Since May 16, Grace Pascoe has only been serving people who live between Coxwell Avenue and Victoria Park Avenue, and south of Danforth Avenue to Lake Ontario.
Kwamena told Beach Metro Community News that, although a difficult decision, applying this address requirement helps ensure that “we can continue to serve our neighbours.”
“We open at 6 p.m. and people start waiting in line from 2 p.m.,” said Kwamena. “We were worried that people were going to wait and by the time they got to our doors there wouldn’t be enough food.”
Although the lines outside Grace Pascoe are getting longer by the season, Kwamena said she finds hope and optimism in community initiatives such as that of Cox, Dawe, and their Malvern students.

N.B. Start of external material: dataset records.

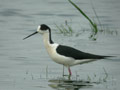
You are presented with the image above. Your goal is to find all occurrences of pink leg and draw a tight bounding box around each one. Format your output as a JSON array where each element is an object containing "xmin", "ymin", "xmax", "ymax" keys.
[{"xmin": 68, "ymin": 67, "xmax": 72, "ymax": 76}]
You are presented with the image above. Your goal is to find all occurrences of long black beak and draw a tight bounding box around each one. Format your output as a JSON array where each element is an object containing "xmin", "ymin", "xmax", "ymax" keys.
[{"xmin": 23, "ymin": 31, "xmax": 38, "ymax": 40}]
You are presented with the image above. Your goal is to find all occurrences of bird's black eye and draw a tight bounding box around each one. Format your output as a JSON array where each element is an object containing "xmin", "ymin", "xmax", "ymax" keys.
[{"xmin": 40, "ymin": 24, "xmax": 49, "ymax": 30}]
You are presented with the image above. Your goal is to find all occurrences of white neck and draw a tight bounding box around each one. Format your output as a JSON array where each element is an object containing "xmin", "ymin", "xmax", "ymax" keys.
[{"xmin": 43, "ymin": 32, "xmax": 51, "ymax": 47}]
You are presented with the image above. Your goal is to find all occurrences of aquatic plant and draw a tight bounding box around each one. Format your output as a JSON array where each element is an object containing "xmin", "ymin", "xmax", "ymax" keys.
[
  {"xmin": 68, "ymin": 0, "xmax": 98, "ymax": 40},
  {"xmin": 55, "ymin": 20, "xmax": 73, "ymax": 36}
]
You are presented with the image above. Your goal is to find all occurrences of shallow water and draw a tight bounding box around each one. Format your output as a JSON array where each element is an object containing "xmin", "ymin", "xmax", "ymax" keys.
[{"xmin": 0, "ymin": 0, "xmax": 120, "ymax": 90}]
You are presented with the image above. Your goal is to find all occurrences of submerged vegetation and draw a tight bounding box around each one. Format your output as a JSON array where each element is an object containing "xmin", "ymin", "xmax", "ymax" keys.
[{"xmin": 55, "ymin": 0, "xmax": 117, "ymax": 40}]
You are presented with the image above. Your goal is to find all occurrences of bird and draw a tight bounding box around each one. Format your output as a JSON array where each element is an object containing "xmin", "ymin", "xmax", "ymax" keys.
[{"xmin": 23, "ymin": 24, "xmax": 110, "ymax": 79}]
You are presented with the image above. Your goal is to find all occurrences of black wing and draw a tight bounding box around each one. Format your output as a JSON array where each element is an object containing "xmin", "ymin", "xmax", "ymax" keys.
[{"xmin": 56, "ymin": 45, "xmax": 109, "ymax": 60}]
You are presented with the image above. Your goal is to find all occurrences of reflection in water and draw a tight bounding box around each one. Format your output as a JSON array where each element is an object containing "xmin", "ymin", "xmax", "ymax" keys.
[{"xmin": 49, "ymin": 80, "xmax": 93, "ymax": 90}]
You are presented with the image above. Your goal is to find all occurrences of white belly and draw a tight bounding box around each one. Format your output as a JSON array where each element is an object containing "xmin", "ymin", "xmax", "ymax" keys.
[{"xmin": 46, "ymin": 44, "xmax": 95, "ymax": 66}]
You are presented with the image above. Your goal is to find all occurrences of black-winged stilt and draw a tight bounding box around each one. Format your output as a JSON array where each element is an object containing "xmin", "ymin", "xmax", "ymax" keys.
[{"xmin": 23, "ymin": 24, "xmax": 109, "ymax": 78}]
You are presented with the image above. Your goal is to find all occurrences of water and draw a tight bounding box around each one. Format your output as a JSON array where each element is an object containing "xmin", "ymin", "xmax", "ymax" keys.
[{"xmin": 0, "ymin": 0, "xmax": 120, "ymax": 90}]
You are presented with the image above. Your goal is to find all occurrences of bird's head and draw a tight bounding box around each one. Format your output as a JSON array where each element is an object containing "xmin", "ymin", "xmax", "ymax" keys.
[{"xmin": 23, "ymin": 24, "xmax": 50, "ymax": 40}]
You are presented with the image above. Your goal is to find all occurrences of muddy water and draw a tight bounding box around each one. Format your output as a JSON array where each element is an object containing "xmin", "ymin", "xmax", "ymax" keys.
[{"xmin": 0, "ymin": 0, "xmax": 120, "ymax": 90}]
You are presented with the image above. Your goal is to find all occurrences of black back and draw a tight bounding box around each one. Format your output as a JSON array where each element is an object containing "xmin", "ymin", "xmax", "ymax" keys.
[
  {"xmin": 56, "ymin": 45, "xmax": 109, "ymax": 60},
  {"xmin": 40, "ymin": 24, "xmax": 50, "ymax": 30}
]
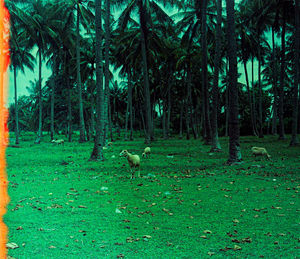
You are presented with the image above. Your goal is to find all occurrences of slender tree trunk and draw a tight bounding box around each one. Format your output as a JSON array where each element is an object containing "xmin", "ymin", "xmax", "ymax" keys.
[
  {"xmin": 76, "ymin": 0, "xmax": 86, "ymax": 143},
  {"xmin": 201, "ymin": 0, "xmax": 212, "ymax": 145},
  {"xmin": 139, "ymin": 0, "xmax": 154, "ymax": 144},
  {"xmin": 162, "ymin": 102, "xmax": 167, "ymax": 139},
  {"xmin": 210, "ymin": 0, "xmax": 222, "ymax": 152},
  {"xmin": 103, "ymin": 0, "xmax": 110, "ymax": 145},
  {"xmin": 65, "ymin": 64, "xmax": 73, "ymax": 142},
  {"xmin": 272, "ymin": 27, "xmax": 278, "ymax": 135},
  {"xmin": 108, "ymin": 98, "xmax": 114, "ymax": 142},
  {"xmin": 258, "ymin": 46, "xmax": 264, "ymax": 138},
  {"xmin": 278, "ymin": 10, "xmax": 286, "ymax": 140},
  {"xmin": 50, "ymin": 58, "xmax": 58, "ymax": 140},
  {"xmin": 13, "ymin": 66, "xmax": 20, "ymax": 145},
  {"xmin": 226, "ymin": 0, "xmax": 242, "ymax": 164},
  {"xmin": 251, "ymin": 56, "xmax": 257, "ymax": 133},
  {"xmin": 225, "ymin": 59, "xmax": 229, "ymax": 137},
  {"xmin": 166, "ymin": 82, "xmax": 172, "ymax": 138},
  {"xmin": 290, "ymin": 0, "xmax": 300, "ymax": 146},
  {"xmin": 90, "ymin": 0, "xmax": 105, "ymax": 161},
  {"xmin": 179, "ymin": 103, "xmax": 183, "ymax": 138},
  {"xmin": 124, "ymin": 94, "xmax": 129, "ymax": 140},
  {"xmin": 243, "ymin": 60, "xmax": 257, "ymax": 136},
  {"xmin": 91, "ymin": 98, "xmax": 95, "ymax": 139},
  {"xmin": 128, "ymin": 74, "xmax": 133, "ymax": 140},
  {"xmin": 34, "ymin": 48, "xmax": 43, "ymax": 144}
]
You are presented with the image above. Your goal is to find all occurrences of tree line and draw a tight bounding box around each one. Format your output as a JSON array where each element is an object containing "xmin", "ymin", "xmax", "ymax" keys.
[{"xmin": 5, "ymin": 0, "xmax": 300, "ymax": 163}]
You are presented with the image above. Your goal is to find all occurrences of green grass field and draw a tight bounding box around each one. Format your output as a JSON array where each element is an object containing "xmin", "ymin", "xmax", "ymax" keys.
[{"xmin": 4, "ymin": 136, "xmax": 300, "ymax": 259}]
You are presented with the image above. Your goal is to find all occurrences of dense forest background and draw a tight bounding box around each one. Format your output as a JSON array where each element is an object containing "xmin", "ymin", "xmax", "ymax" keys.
[{"xmin": 5, "ymin": 0, "xmax": 300, "ymax": 160}]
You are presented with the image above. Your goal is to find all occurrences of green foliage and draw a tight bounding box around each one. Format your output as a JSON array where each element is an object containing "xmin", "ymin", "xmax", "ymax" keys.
[{"xmin": 4, "ymin": 133, "xmax": 300, "ymax": 258}]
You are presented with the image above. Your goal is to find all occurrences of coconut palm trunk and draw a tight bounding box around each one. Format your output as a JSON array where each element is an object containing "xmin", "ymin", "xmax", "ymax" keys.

“What has allowed us to continue to serve our neighbours is the community support,” said Kwamena. “So we are blessed to have neighbours who are seeing our lines increasing and are donating food or funds [to the cause].”
Leading by example, Dawe encouraged her fellow East Toronto residents to donate and volunteer with local food banks such as Grace Pascoe and create awareness that “food insecurity exists in our community.”
“The people working at Grace Pascoe are doing such an incredible service to our community,” she said.
Anyone who would like to donate food items, or monetary contributions, is encouraged to bring their donations to Calvary Baptist Church (72 Main St.) on Wednesdays between 11 a.m. and 1 p.m. and Thursdays from 5 p.m. to 6 p.m.